The religious media may be divided according to sector and according to whether the media is institutionalised or commercial in structure. The religious media may be divided between the Haredi media and the modern Orthodox Jewishmedia. Both reﬂect Jewish values. There are no large scale media published by the Conservative or Reform communities in Israel. According to the Central Bureau of Statistics (2009), 8 per cent of Israel’s Jewish population in 2009 deﬁned themselves as Haredim. Of all sectoral communities, the Haredim have been most active in creating their own community media. Reﬂecting its philosophy of withdrawal from modernity, and seeking to maintain religious values in a cultural ghetto framework, the Haredi (Hebrew for fearful ones) community or ultra-Orthodox Jews have felt most threatened by changing mass media. As advanced by Theodore Adorno (1991), of the Frankfurt School of critical
Marxist thought, the media are a powerful agent for legitimising political structures, providing consumers with illusory choices and unimportant choices turning their attention from participating fully and creatively in mainstream societal structures. If news is the outcome of structure then in a religious society the news will be diﬀerent than in a secular Israeli religious society.
While ideology cannot be ignored even with the general media, its major impact on coverage is in the religious media. The exposure of Haredi Jews has been heavily inﬂuenced by their spiritual
leaders. Their rabbis have over the years issued religious decrees (pesuk din) against exposure to mass media regarded as a threat to Torah family values. From the appearance of newspapers in the nineteenth century, through to the development of radio and television, and latterly video, computers and Internet and cellcom phones, Haredi rabbis have enacted such decrees. When Israel Television was established in 1968, Haredi rabbis banned their followers from watching television because its content was considered morally inappropriate; while entertainment per se is not invalidated, the Haredi perspective is nevertheless critical of it regarding it as more than a relief from such higher values as religious study.

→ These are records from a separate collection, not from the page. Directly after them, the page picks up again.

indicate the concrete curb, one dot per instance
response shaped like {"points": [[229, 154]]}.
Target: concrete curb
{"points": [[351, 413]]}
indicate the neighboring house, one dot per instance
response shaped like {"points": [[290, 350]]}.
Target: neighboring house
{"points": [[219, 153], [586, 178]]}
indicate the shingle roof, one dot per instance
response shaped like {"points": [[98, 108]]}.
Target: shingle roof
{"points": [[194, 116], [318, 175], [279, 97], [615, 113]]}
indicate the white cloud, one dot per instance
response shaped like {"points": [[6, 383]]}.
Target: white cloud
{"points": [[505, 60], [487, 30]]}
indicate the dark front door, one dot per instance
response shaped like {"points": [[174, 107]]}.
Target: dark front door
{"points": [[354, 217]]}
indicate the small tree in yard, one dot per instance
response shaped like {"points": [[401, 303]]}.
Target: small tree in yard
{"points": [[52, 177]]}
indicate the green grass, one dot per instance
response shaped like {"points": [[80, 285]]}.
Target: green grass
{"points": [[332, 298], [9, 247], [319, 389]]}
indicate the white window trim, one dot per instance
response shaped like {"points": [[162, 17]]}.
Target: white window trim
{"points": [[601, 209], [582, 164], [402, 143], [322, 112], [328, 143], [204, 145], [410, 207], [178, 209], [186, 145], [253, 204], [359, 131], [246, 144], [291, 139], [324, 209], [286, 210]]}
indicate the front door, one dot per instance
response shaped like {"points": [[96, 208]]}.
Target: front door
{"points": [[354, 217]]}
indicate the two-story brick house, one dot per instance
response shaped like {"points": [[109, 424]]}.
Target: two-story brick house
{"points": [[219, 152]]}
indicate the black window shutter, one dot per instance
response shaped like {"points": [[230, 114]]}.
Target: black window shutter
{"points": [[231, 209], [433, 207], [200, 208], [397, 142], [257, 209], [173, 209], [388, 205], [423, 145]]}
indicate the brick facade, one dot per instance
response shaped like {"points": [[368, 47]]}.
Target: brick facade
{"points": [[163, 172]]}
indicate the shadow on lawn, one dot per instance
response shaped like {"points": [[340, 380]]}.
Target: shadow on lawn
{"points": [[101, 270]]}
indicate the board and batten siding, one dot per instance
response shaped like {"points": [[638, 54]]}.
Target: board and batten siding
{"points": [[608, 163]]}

The bans on television and secular newspapers were the most successful of the bans against media with the overwhelming number of Haredim respecting it. The earlier ban on radio – based on the prohibition against hearing gossip (loshon hara) as well as the importance of modesty because radio programming prior to television had a much wider gamut of subjects including drama – is nevertheless less respected than the television ban because Israel’s ongoing political-defence problems of the country make it diﬃcult for people to adhere to the ban. When videos cameras were produced – with many Haredi families using them to record family celebrations – no rabbinical ban was introduced initially because its usage could be controlled. However, after it was discovered that television programmes could be seen if videos were plugged into computers, Haredi rabbis in 1993 banned videos.